STEREOTACTIC LASER ABLATION IS A POTENTIALLY CURATIVE PROCEDURE AFTER UNSUCCESSFUL VNS OR RNS FOR MESIAL TEMPORAL LOBE EPILEPSY
Abstract number :
1.349
Submission category :
9. Surgery
Year :
2014
Submission ID :
1868054
Source :
www.aesnet.org
Presentation date :
12/6/2014 12:00:00 AM
Published date :
Sep 29, 2014, 05:33 AM
Authors :
Jerry Shih, R. Wharen, William Tatum, Robert Gross, Jon Willie, David Labiner, Martin Weinand, Ashwini Sharan and Michael Sperling
Rationale: Less than 1% of candidates eligible for anterior temporal lobectomy (ATL) for mesial temporal lobe epilepsy (MTLE) actually undergo this potentially curative procedure.

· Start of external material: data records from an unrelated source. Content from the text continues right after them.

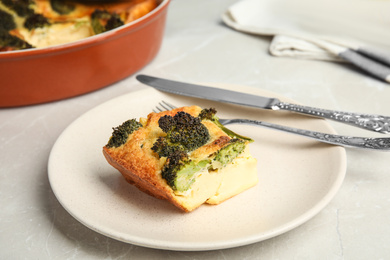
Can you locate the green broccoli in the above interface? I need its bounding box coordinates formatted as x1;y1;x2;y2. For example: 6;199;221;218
0;29;34;51
106;119;142;148
152;109;252;192
214;138;246;167
152;111;210;157
0;9;16;31
50;0;76;14
161;150;210;192
1;0;34;17
23;14;50;31
91;9;124;34
198;108;253;142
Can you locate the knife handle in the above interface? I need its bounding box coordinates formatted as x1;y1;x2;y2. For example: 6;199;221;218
219;119;390;152
273;102;390;134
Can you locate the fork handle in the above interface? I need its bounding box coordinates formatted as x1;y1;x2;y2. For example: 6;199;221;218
272;102;390;134
220;119;390;151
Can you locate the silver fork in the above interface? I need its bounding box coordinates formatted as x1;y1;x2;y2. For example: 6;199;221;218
153;101;390;151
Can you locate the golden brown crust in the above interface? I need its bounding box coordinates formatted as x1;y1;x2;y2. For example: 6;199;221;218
103;106;236;211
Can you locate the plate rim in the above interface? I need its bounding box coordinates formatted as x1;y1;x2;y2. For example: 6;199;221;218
48;83;347;251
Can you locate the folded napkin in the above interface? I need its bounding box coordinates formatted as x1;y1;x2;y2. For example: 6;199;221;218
222;0;390;83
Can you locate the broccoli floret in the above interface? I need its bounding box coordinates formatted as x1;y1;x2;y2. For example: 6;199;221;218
91;9;124;34
106;119;142;148
23;14;50;31
1;0;34;17
198;108;253;142
50;0;76;14
0;9;16;31
161;150;209;192
0;29;34;51
152;108;252;192
214;138;246;166
152;111;210;157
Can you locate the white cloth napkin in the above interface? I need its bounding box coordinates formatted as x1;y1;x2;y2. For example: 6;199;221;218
222;0;390;82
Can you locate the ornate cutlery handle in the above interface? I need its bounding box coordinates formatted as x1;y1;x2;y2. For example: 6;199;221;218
272;102;390;134
219;119;390;151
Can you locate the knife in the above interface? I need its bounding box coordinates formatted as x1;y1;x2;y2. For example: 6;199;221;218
136;74;390;134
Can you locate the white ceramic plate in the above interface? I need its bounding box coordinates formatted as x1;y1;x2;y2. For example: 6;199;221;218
48;84;346;251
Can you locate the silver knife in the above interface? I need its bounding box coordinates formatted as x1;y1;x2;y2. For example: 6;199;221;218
136;75;390;134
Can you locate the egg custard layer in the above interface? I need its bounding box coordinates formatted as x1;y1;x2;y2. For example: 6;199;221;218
103;106;258;212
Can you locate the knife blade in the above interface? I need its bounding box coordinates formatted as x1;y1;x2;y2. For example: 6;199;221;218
136;74;390;134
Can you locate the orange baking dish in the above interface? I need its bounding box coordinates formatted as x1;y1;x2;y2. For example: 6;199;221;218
0;0;170;107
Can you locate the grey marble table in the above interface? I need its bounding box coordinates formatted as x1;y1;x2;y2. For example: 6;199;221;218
0;0;390;259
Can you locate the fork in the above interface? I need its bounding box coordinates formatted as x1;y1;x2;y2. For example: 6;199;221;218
153;101;390;151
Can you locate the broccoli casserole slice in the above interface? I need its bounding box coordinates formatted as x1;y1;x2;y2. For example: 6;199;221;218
103;106;258;212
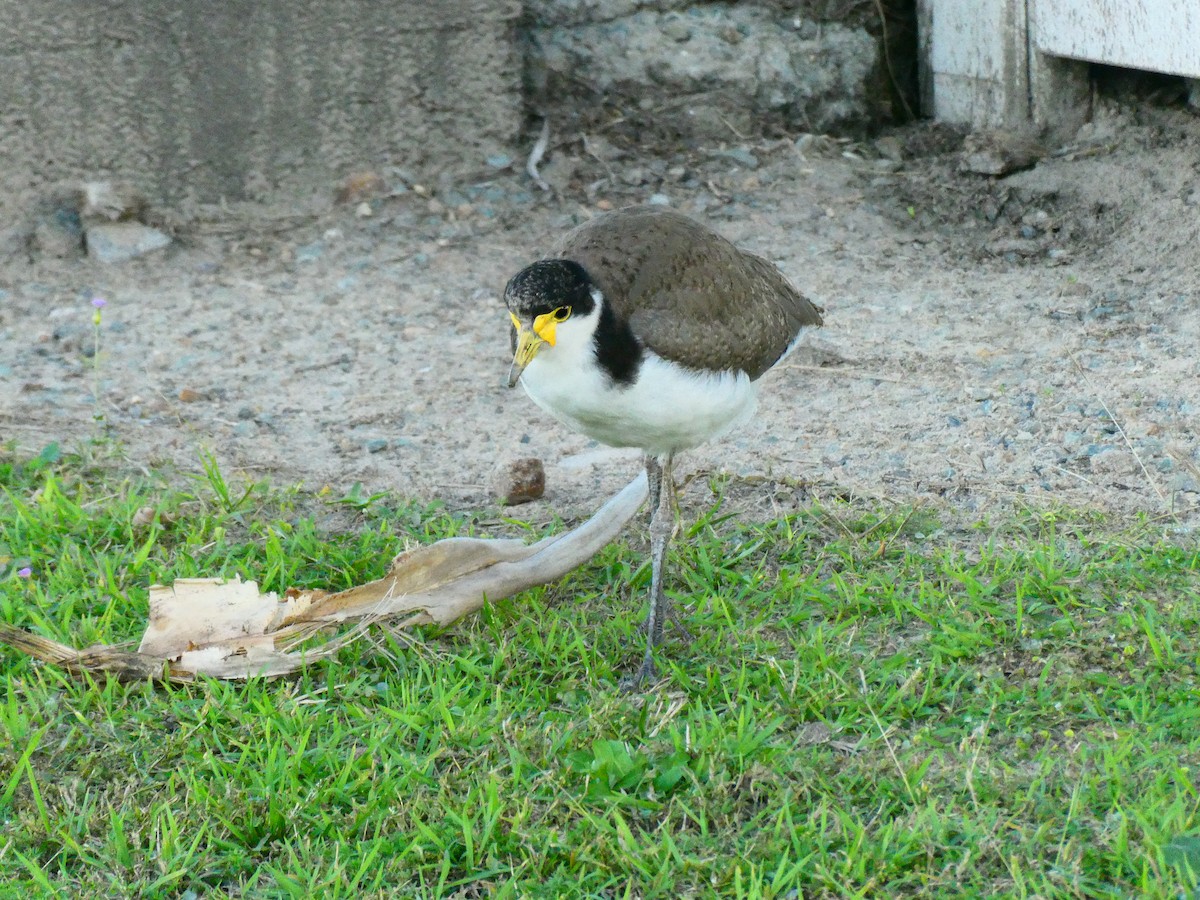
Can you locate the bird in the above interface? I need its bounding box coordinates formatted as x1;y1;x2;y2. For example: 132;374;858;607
504;205;823;688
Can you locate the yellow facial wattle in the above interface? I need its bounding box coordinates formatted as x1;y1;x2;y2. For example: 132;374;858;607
532;312;559;347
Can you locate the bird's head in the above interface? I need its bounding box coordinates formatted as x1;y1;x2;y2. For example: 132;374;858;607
504;259;596;388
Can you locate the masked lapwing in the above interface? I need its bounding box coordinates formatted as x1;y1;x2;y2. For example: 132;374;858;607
504;206;821;683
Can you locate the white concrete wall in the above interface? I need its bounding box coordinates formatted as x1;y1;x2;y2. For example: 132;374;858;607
918;0;1200;130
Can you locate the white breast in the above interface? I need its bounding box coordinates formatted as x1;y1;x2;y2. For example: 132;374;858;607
521;308;755;455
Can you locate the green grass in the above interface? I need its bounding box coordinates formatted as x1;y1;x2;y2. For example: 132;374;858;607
0;441;1200;898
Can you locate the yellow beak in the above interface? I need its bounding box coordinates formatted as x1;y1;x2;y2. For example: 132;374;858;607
509;313;556;388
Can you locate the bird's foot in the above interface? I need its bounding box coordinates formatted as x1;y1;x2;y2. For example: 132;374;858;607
620;653;659;694
666;606;696;643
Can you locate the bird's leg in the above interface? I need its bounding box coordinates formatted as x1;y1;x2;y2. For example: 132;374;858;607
634;454;674;685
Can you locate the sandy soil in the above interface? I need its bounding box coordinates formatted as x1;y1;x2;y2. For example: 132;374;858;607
0;100;1200;530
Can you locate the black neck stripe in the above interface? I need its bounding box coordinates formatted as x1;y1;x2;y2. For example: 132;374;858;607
594;301;644;384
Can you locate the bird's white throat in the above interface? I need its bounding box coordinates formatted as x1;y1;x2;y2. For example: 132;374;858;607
521;290;755;455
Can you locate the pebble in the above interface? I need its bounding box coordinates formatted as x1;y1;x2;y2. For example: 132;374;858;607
491;456;546;506
85;222;170;263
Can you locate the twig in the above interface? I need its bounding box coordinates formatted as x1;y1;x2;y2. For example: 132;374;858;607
858;668;920;806
875;0;917;121
526;118;550;191
1067;350;1166;505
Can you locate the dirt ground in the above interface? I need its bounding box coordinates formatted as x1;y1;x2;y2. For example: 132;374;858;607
0;103;1200;532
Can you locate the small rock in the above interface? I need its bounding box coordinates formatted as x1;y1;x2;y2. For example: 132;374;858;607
1088;446;1133;475
334;172;388;203
959;131;1044;175
986;238;1042;258
84;222;170;263
79;181;146;222
491;456;546;506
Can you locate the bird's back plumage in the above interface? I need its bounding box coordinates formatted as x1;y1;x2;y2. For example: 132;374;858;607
553;206;821;379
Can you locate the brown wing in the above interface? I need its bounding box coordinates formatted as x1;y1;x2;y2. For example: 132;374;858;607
554;206;821;378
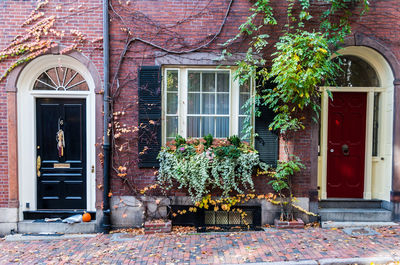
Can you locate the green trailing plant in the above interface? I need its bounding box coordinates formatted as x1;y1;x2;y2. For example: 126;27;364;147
158;135;267;203
268;156;305;220
223;0;369;220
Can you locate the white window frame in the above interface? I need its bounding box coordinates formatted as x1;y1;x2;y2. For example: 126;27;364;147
162;66;250;145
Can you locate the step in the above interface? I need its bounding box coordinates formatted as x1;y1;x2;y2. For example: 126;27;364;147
23;210;96;220
319;208;392;222
318;199;382;208
18;220;96;234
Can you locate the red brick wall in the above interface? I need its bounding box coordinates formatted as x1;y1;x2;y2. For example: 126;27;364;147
0;0;103;207
111;0;400;196
0;0;400;207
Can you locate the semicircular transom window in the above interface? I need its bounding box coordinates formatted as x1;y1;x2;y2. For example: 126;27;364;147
33;66;89;91
333;55;379;87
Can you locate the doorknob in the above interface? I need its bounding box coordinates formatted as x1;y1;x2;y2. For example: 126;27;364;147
342;144;350;156
36;156;42;178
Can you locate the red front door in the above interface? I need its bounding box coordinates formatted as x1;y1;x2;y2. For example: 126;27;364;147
327;92;367;198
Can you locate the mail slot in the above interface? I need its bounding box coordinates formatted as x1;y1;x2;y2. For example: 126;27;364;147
54;163;71;168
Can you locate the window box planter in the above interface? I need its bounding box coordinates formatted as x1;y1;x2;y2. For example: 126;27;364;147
274;218;304;229
144;220;172;235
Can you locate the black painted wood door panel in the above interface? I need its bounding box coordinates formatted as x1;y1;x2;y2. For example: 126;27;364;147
36;99;86;210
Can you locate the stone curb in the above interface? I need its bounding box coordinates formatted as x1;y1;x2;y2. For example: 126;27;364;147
5;234;98;242
225;257;400;265
319;257;400;265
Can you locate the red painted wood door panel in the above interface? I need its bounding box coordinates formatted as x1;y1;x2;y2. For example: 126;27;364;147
327;92;367;198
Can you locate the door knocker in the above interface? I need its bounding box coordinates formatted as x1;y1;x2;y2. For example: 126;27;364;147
56;118;65;157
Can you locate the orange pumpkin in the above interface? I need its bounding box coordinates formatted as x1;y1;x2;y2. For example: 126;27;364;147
82;212;92;222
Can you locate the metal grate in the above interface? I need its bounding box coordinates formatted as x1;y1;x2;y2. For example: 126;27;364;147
204;211;253;225
171;205;261;229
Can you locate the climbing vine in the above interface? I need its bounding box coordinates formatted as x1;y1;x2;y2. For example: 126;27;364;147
0;0;369;223
0;0;101;81
228;0;369;220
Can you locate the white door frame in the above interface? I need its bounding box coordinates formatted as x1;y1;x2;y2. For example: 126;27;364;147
318;46;394;199
17;55;96;220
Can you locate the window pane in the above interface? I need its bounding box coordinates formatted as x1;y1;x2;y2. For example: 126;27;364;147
202;94;215;114
167;70;178;91
187;117;200;137
188;93;200;114
217;73;229;92
188;72;200;91
217;94;229;114
201;117;215;136
215;117;229;138
239;93;250;114
334;55;379;87
166;117;178;138
239;117;249;141
202;73;215;92
167;93;178;114
240;80;250;93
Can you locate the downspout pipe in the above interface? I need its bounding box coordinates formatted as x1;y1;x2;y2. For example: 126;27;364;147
100;0;111;234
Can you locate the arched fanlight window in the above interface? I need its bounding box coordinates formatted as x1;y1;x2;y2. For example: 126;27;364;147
333;55;379;87
33;66;89;91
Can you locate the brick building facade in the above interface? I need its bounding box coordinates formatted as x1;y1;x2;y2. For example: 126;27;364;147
0;0;400;233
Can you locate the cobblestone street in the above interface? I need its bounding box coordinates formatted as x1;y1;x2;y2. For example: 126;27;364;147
0;226;400;264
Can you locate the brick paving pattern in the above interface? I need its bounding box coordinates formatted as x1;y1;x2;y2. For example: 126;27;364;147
0;227;400;264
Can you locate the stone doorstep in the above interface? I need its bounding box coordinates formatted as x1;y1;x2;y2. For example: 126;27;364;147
18;221;96;234
274;218;304;229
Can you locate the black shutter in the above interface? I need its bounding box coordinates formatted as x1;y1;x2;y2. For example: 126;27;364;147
254;78;279;167
138;66;161;167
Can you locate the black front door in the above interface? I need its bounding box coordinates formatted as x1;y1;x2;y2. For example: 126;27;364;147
36;99;86;210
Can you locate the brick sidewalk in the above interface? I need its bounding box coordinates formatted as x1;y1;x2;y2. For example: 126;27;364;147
0;224;400;264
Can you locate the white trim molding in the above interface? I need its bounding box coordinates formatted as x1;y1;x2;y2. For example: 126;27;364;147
17;55;96;220
318;46;394;201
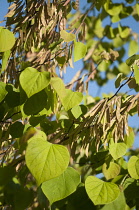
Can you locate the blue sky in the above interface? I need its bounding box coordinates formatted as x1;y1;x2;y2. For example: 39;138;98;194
0;0;139;147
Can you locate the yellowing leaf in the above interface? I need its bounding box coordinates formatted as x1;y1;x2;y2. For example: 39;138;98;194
0;27;15;52
128;40;139;56
62;89;83;111
74;42;87;62
0;82;8;103
102;162;120;180
60;30;75;42
128;156;139;179
109;141;127;160
19;67;50;97
133;64;139;84
25;131;69;185
85;176;120;205
42;167;80;204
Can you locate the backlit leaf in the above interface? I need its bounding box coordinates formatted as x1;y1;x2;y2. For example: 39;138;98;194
0;82;8;102
128;156;139;179
19;67;50;97
133;64;139;84
62;89;83;111
1;50;11;71
42;167;80;204
102;162;120;180
85;176;120;205
74;42;87;62
0;27;15;52
101;192;128;210
124;127;135;147
25;131;69;185
128;40;139;56
109;141;127;160
126;55;139;66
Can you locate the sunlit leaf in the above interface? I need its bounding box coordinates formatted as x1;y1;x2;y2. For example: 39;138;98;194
42;167;80;204
19;67;50;97
133;64;139;84
102;162;120;180
128;40;139;56
124;127;135;147
71;105;82;119
74;42;87;62
23;90;47;115
26;131;69;185
0;82;8;102
0;27;15;52
128;156;139;179
101;192;128;210
1;50;11;71
85;176;120;205
126;55;139;66
62;89;83;111
109;141;127;160
50;77;66;99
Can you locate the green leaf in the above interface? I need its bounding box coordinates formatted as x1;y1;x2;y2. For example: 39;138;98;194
42;167;80;205
126;55;139;66
23;90;47;115
101;192;127;210
133;64;139;84
124;127;135;147
50;77;66;100
71;105;82;119
128;156;139;179
104;1;123;16
128;40;139;56
60;30;76;42
19;67;50;98
74;42;87;62
10;121;25;138
25;131;69;185
0;27;15;52
102;162;120;180
118;25;130;39
66;183;96;210
85;176;120;205
0;82;8;102
115;73;123;88
5;84;20;108
62;89;83;111
109;141;127;160
1;50;11;72
0;166;16;187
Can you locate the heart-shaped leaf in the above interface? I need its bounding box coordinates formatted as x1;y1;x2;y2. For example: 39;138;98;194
62;89;83;111
19;67;50;98
0;27;15;52
42;167;80;204
0;82;8;102
85;176;120;205
128;156;139;179
109;141;127;160
74;42;87;62
25;131;69;185
102;162;120;180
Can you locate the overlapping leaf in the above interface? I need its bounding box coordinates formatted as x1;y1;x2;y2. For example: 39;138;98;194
26;131;69;185
85;176;120;205
42;167;80;204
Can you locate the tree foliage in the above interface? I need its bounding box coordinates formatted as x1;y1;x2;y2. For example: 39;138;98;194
0;0;139;210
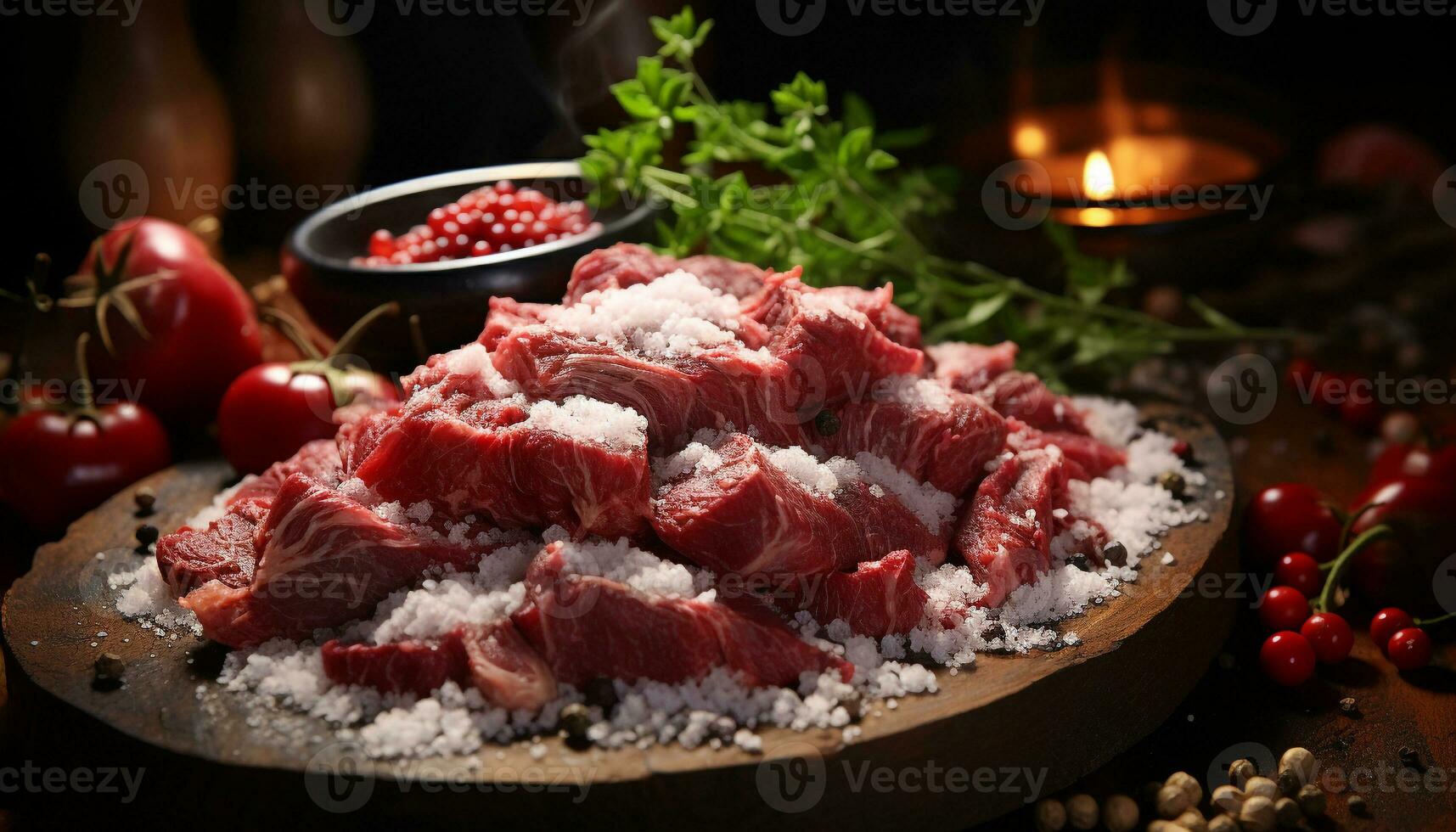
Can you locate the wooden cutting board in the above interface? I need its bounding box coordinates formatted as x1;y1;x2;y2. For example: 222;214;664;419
3;405;1238;829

Some patients opt for palliative and not typically curative procedures such as vagal nerve stimulation (VNS) or Responsive Neuro-Stimulation (RNS). We report our experiences with patients choosing stereotactic laser amygdalo-hippocampotomy (SLAH) after initially undergoing VNS or RNS. Methods: Forty-five adult patients with pharmacoresistant medial temporal lobe epilepsy were enrolled in a multi-center trial evaluating the efficacy and safety of SLAH of medial temporal lobe epileptogenic foci. Eleven patients had previously undergone either VNS (10) or RNS (1). All 11 were refractory to medical therapy and neurostimulation, and consented to undergo SLAH. Mesial temporal sclerosis was documented in 10 of 11 subjects. Primary endpoint was monthly seizure frequency at one-year. Results: Among the 11 subjects who underwent SLAH after VNS or RNS, 6 of 9 (56%) were seizure-free at 12-month follow-up.Two subjects had not reached the one-year postsurgery mark. Of the three subjects not seizure-free at 12-month follow-up, one had a >75% reduction in seizures (from 6 in 90 days to 5 in 315 days). Adverse events included subdural hematoma (1 subject, evacuated with good recovery), headaches (5 subjects, resolved with medications), visual disturbance (1 subject, resolved), numbness (1 subject, resolving completely), and cellulitis (1 patient).Post-operative median length of stay (LOS) was 1 day. Conclusions: This pilot study suggests that laser ablation of the medial temporal lobe can be a curative procedure in some MTLE patients who are not seizure-free with neurostimulation such as VNS or RNS.